After seeing the ad for South Polls, Judy and I went to see the bulls for sale and had the pleasure of seeing one of the nicest cattle herds around. What surprised us was the consistency of the cows. Being composites, we expected to see a lot of variance and were very pleased to see an almost “peas in a pod” herd. We bought three bulls and so added South Polls to our Beefmaster bull battery to eliminate horns but retain the heat tolerance, mothering, and grazing ability in our cattle. One trait that we have emphasized beside fertility is disposition, and this is a trait where the South Polls really shine. While we ship cattle for poor disposition and have a gentle herd, we were very pleased and surprised with the gentleness of the South Polls. And while Beefmaster don’t throw large calves, we have found breeding our heifers to South Poll bulls almost eliminated the need to check two year olds during calving. This year we calved fifty 22-24 month old heifers and had to pull one. His head was turned back, and he was a little large. The calves are extremely quick to their feet and to the teat.

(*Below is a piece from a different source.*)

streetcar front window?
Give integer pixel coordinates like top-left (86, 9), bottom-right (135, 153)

Breeding cattle always has a bit of dreaming and imagination that goes with it. We envision a herd of peas in the pod, red, polled, heat tolerant, moderate sized cows that can withstand the below zero temps of winter and still be able to breed back in the heat and humidity of our Missouri summers while providing us with a good marketable calf. And do all this with little or no outside inputs. Not only do we envision this herd, we know that it is, and will continue to be, necessary in order to make a profit in the years ahead.